Note that because training inputs include padded tokens which are excluded from the loss, it is almost always a good idea to compile with weighted_metrics and not metrics.

Arguments

optimizer: "auto", an optimizer name, or a keras.Optimizer instance. Defaults to "auto", which uses the default optimizer for the given model and task. See keras.Model.compile and keras.optimizers for more info on possible optimizer values.
loss: "auto", a loss name, or a keras.losses.Loss instance. Defaults to "auto", where a keras.losses.SparseCategoricalCrossentropy loss will be applied for the token classification CausalLM task. See keras.Model.compile and keras.losses for more info on possible loss values.
weighted_metrics: "auto", or a list of metrics to be evaluated by the model during training and testing. Defaults to "auto", where a keras.metrics.SparseCategoricalAccuracy will be applied to track the accuracy of the model at guessing masked token values. See keras.Model.compile and keras.metrics for more info on possible weighted_metrics values.
sampler: A sampler name, or a keras_hub.samplers.Sampler instance. Configures the sampling method used during generate() calls. See keras_hub.samplers for a full list of built-in sampling strategies.
**kwargs: See keras.Model.compile for a full list of arguments supported by the compile method.

[source]

`generate` method

CausalLM.generate(inputs, max_length=None, stop_token_ids="auto", strip_prompt=False)

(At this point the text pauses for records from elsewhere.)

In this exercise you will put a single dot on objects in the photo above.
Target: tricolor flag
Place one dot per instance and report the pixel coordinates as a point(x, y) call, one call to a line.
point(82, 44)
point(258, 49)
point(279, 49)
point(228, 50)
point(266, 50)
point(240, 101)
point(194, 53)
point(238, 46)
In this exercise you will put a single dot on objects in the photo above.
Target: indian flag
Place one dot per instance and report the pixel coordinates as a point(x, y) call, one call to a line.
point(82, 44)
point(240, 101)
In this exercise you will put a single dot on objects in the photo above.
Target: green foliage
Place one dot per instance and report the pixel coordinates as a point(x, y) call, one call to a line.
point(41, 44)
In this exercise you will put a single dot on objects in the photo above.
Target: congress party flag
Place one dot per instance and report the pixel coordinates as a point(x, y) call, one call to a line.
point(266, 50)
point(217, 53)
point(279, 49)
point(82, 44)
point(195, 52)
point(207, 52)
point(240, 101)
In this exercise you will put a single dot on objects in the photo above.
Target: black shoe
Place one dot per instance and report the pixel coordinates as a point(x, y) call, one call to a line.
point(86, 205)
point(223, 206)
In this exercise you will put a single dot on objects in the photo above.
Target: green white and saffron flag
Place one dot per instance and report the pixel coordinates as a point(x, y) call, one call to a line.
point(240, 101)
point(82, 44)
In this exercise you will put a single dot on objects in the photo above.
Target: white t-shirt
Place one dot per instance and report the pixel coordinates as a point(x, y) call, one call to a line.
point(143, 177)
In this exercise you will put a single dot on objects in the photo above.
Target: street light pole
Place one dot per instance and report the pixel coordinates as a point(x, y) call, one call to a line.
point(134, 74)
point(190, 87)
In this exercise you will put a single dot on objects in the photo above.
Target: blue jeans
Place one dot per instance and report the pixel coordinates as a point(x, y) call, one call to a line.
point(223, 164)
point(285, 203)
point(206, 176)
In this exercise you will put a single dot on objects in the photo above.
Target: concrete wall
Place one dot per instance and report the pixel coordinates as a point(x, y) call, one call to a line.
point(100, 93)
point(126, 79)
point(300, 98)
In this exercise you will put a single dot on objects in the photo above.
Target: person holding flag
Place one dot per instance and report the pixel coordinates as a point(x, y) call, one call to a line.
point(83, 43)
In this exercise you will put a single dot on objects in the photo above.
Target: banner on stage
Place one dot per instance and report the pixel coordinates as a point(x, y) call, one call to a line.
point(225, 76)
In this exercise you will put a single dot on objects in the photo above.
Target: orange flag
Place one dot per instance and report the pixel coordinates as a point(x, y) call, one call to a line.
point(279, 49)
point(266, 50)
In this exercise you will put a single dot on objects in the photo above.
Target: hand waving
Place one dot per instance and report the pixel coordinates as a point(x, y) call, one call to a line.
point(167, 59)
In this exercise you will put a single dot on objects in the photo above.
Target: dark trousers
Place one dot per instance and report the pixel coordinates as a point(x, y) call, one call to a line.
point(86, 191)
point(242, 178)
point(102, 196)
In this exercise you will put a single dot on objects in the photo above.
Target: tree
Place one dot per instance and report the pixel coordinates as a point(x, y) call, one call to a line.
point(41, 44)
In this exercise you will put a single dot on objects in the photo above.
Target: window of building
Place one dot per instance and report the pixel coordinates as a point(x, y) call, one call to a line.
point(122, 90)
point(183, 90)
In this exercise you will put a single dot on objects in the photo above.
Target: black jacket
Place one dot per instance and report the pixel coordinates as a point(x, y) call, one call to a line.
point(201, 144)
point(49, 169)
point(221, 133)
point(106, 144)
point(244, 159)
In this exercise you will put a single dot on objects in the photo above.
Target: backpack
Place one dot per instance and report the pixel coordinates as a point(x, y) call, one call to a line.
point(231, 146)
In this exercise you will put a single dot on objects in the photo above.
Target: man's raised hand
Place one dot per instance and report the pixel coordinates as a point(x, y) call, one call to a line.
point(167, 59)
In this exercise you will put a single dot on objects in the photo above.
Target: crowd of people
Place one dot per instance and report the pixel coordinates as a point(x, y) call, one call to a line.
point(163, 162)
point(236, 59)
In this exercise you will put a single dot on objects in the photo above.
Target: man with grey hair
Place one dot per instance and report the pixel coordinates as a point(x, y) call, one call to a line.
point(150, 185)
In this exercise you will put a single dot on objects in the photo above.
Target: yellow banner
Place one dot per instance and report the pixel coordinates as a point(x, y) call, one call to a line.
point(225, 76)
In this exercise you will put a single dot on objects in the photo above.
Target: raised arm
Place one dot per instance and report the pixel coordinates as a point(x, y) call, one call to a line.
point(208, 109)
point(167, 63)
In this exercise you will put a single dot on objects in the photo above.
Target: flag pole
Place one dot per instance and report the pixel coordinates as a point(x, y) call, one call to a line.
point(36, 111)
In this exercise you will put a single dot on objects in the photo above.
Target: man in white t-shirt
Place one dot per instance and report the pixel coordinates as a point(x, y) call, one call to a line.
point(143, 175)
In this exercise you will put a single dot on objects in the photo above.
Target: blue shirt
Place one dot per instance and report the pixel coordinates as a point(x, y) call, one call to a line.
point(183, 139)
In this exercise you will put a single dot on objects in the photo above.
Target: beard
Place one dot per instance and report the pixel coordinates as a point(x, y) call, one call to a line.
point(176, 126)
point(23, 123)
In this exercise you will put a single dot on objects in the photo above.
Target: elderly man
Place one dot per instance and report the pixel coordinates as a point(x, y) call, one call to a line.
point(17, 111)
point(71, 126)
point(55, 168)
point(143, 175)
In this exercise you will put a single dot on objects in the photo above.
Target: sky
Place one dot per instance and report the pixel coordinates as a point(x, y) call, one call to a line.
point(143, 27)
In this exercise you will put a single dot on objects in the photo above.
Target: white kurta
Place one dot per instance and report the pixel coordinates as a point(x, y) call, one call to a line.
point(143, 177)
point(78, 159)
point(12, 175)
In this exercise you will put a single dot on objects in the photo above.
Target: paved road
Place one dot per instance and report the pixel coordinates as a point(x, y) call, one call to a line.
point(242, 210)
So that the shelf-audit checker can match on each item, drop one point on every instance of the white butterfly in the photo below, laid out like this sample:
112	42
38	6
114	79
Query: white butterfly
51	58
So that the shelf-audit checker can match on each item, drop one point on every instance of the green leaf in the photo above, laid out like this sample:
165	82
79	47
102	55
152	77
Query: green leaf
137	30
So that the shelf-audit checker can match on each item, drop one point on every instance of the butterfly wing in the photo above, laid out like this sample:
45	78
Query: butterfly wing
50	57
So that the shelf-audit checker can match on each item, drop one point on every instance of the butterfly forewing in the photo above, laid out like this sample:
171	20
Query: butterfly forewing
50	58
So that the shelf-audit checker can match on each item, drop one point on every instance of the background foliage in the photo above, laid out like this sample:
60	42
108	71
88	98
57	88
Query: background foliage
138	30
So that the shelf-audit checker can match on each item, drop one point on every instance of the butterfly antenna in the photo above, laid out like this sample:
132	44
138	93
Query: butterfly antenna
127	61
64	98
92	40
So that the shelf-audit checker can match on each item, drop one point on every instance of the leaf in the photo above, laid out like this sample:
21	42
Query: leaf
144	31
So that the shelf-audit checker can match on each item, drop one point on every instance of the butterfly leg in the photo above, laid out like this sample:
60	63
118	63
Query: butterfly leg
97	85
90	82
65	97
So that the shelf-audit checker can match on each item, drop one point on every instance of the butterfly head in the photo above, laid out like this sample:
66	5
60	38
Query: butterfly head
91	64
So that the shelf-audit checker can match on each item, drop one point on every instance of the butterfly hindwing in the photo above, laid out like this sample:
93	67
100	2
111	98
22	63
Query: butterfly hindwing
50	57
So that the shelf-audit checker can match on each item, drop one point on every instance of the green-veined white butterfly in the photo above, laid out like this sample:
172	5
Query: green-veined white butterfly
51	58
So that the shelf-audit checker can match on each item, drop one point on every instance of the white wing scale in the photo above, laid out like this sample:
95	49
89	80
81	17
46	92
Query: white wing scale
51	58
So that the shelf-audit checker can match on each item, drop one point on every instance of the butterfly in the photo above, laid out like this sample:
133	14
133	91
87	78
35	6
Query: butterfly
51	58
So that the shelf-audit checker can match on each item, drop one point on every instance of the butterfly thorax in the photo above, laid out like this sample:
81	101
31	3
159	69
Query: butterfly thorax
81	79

Generate text given prompt inputs.

This method generates text based on given inputs. The sampling method used for generation can be set via the compile() method.

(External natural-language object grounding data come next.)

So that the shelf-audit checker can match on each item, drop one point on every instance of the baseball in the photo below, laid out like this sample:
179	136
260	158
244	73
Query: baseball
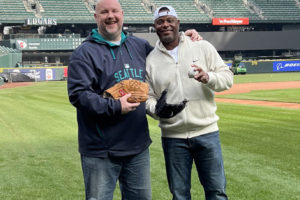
192	72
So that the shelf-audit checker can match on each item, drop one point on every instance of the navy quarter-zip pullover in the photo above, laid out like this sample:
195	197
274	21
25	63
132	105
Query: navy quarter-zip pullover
95	66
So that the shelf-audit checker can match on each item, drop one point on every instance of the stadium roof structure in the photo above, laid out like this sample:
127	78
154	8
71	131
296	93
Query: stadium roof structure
141	11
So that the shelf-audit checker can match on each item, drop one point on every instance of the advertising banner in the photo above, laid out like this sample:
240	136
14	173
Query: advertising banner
230	21
286	66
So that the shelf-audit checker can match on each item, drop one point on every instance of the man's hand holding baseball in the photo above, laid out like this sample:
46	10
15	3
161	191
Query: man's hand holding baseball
201	75
126	106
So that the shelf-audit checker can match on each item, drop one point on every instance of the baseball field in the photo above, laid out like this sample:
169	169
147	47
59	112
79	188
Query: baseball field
260	141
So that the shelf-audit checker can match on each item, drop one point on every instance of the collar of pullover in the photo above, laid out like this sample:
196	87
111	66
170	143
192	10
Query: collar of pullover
98	38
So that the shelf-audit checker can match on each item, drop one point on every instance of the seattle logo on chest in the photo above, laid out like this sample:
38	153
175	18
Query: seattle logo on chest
128	73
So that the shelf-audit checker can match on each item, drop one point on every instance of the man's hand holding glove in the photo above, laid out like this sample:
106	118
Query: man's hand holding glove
165	110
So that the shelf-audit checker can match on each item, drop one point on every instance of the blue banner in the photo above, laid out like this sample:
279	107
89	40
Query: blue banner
286	66
37	74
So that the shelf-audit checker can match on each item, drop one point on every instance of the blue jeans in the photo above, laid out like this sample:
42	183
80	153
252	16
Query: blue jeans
205	151
102	174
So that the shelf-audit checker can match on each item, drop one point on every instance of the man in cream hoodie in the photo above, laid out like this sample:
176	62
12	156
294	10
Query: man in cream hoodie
183	76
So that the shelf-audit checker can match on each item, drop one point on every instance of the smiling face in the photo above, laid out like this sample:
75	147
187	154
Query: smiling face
167	29
109	18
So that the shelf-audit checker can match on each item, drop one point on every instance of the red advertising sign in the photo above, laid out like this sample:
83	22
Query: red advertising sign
230	21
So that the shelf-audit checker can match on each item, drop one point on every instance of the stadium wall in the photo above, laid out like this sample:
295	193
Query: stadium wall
271	66
239	41
10	59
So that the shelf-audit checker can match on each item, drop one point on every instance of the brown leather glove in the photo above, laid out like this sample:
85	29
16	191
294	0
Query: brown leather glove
138	90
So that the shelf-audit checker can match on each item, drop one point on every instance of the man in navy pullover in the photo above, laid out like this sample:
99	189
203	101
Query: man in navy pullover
113	134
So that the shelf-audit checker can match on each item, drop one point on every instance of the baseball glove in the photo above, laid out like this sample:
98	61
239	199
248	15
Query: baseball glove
139	91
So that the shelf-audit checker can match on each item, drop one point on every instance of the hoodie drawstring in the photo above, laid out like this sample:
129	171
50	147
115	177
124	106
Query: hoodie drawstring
112	53
128	51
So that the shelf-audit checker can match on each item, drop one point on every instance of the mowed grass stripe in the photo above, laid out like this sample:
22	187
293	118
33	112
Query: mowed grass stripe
39	157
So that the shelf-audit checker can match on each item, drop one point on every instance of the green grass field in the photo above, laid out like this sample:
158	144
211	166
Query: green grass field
39	157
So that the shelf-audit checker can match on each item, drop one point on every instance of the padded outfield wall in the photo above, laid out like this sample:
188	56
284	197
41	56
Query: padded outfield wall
271	66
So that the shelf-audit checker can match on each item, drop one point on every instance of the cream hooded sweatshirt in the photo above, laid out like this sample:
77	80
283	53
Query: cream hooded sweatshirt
199	116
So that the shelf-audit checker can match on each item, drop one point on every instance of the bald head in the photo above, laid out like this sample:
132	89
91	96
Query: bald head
100	2
109	18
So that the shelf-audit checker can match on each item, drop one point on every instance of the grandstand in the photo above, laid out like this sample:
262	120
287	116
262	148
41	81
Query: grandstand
49	30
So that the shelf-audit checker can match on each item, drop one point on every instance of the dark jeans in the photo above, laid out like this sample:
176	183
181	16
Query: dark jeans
102	174
205	151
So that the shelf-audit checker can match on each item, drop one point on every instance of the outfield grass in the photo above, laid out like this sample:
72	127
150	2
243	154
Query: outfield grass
39	157
267	77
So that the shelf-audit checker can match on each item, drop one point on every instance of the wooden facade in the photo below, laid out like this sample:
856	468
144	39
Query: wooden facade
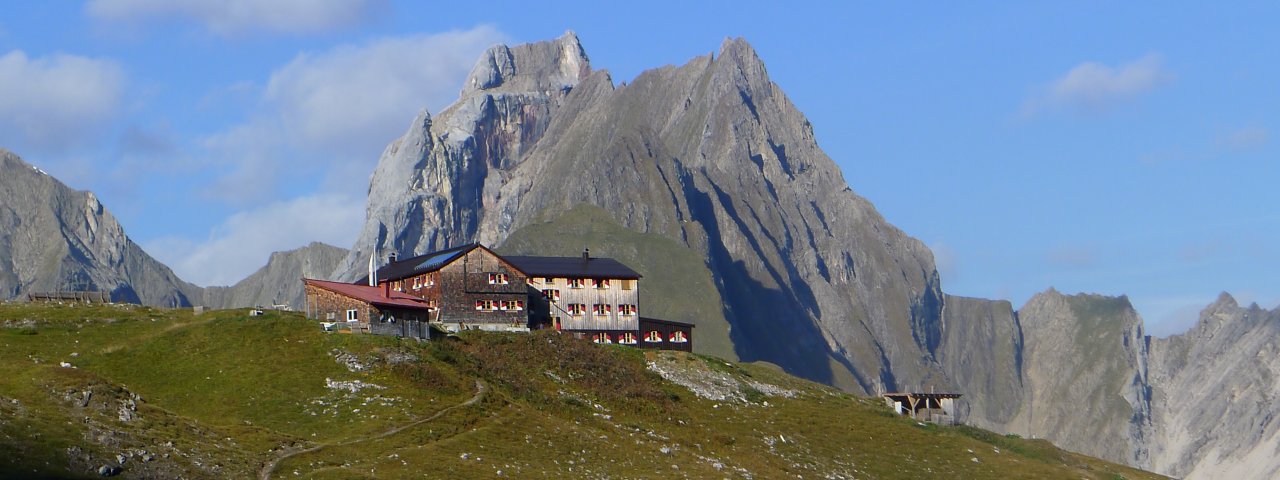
666	334
471	287
586	304
368	309
932	407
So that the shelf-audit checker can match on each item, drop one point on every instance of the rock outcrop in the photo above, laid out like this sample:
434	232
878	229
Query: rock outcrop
1084	376
279	282
712	155
1215	396
56	238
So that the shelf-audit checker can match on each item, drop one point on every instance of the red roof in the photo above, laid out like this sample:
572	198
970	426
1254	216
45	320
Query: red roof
371	295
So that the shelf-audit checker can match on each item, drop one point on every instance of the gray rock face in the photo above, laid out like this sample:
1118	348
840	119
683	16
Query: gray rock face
56	238
1084	376
982	353
279	280
709	154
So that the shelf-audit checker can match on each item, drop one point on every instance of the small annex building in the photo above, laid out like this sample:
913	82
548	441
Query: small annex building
368	309
471	287
932	407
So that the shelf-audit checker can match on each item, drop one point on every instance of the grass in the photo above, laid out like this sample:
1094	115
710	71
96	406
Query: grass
222	394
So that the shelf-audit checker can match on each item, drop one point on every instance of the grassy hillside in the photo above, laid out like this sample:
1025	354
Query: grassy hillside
676	283
224	394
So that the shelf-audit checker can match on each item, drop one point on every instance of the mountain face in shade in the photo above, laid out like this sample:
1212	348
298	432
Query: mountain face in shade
56	238
711	155
1215	392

If inputs are a tf.data.Dataset, outputs will be generated "batch-by-batch" and concatenated. Otherwise, all inputs will be handled as a single batch.

If a preprocessor is attached to the model, inputs will be preprocessed inside the generate() function and should match the structure expected by the preprocessor layer (usually raw strings). If a preprocessor is not attached, inputs should match the structure expected by the backbone. See the example usage above for a demonstration of each.

Arguments

inputs: python data, tensor data, or a tf.data.Dataset. If a preprocessor is attached to the model, inputs should match the structure expected by the preprocessor layer. If a preprocessor is not attached, inputs should match the structure expected the backbone model.
max_length: Optional. int. The max length of the generated sequence. Will default to the max configured sequence_length of the preprocessor. If preprocessor is None, inputs should be should be padded to the desired maximum length and this argument will be ignored.
stop_token_ids: Optional. None, "auto", or tuple of token ids. Defaults to "auto" which uses the preprocessor.tokenizer.end_token_id. Not specifying a processor will produce an error. None stops generation after generating max_length tokens. You may also specify a list of token id's the model should stop on. Note that sequences of tokens will each be interpreted as a stop token, multi-token stop sequences are not supported.
strip_prompt: Optional. By default, generate() returns the full prompt followed by its completion generated by the model. If this option is set to True, only the newly generated text is returned.

[source]

`save_to_preset` method

CausalLM.save_to_preset(preset_dir, max_shard_size=10)

Save task to a preset directory.

Arguments

preset_dir: The path to the local model preset directory.
max_shard_size: int or float. Maximum size in GB for each sharded file. If None, no sharding will be done. Defaults to 10.